Following up on a critical editorial by
Cal Thomas,
God Girl has this to say:
Thomas concludes that Obama is not really a Christian. He says, "Obama can call himself anything he likes, but there is a clear requirement for one to qualify as a Christian, and Obama doesn't meet that requirement."
This puzzles me. When I asked Obama to describe himself spiritually, he said he was a Christian, that he has a "personal relationship with Jesus Christ," and that he believes Jesus was an actual man (a "historical figure," is how he put it) who is "a bridge between God and man . . . and one that I think is powerful precisely because he serves as that means of us reaching something higher."
What I think stuck in Thomas' craw was Obama's elaboration when I asked him whether he was a "born-again Christian." He said, "Yeah, although . . . I retain from my childhood and my experiences growing up a suspicion of dogma. And I'm not somebody who is always comfortable with that language that implies I've got a monopoly on the truth, or that my faith is automatically transferable to others."

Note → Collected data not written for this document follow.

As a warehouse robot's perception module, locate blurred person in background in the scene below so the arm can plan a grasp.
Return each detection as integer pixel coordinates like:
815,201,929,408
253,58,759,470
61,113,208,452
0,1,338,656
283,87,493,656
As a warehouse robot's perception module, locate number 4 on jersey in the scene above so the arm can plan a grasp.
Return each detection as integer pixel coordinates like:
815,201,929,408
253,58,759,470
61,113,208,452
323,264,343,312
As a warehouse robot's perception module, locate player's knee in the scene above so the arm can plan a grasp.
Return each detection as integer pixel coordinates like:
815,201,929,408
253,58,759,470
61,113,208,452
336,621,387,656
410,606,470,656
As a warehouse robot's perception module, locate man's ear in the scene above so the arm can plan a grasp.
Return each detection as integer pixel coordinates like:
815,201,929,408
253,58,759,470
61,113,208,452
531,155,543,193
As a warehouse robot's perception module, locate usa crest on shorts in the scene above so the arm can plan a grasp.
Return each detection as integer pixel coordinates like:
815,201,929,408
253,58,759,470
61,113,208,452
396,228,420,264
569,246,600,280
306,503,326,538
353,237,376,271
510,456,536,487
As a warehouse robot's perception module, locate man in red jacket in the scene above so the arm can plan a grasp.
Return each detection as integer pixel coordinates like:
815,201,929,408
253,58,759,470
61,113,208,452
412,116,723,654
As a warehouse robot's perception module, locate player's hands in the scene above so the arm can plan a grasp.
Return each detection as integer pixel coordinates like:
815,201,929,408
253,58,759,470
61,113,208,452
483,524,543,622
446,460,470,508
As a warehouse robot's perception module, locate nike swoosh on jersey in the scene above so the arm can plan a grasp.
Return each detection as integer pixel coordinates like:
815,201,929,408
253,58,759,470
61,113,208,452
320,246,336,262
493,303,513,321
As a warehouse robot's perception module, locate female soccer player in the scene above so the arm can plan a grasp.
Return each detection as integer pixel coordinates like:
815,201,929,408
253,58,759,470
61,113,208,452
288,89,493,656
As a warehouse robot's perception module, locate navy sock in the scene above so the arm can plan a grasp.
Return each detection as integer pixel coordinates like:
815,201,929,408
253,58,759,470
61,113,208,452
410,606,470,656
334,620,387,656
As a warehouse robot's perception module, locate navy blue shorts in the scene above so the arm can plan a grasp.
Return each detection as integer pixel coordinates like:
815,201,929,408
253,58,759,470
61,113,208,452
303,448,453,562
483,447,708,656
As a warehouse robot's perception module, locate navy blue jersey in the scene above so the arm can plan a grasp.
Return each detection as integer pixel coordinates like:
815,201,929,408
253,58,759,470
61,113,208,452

Thomas singled out another of Obama's answers as an indication of his falling short of Christian orthodoxy when he said, "The difficult thing about any religion, including Christianity, is that at some level there is a call to evangelize and proselytize. There's the belief, certainly in some quarters, that if people haven't embraced Jesus Christ as their personal savior, they're going to hell."
It's fascinating to me how two people can hear or read the same thing and come away with diametrically different interpretations. I sat with Obama and listened to him talk about his faith and came away believing that he is very much a genuine Christian believer.
And these final paragraphs sum it up for me.
Someone once said to me that trying to prove you're a Christian is like trying to prove you're not a pedophile. You can't "prove" it. It's a matter of faith, not (political) science.
I asked Scot McKnight, a professor at North Park University and author of, among many titles, The Jesus Creed, to answer the question: What is a Christian?
"A Christian is a person who trusts in the redemptive work of God in Christ and seeks to live that out," McKnight said. "I do believe that there is an existential relationship with God that transcends even what we say."
Though Jesus never uses the word "Christian" in the biblical accounts, he answered the question many different ways, which can be summarized as, simply: "Believe in me. Follow me. Abide in me."
Obama says he believes, abides and is trying to follow Jesus.
He's a humble believer and doesn't want to give the impression that he has the corner on truth. I respect that, although it makes fielding questions about his faith more complicated and provocative.
It is dangerous to try to judge the quality of a man's faith. That is God's purview, not ours.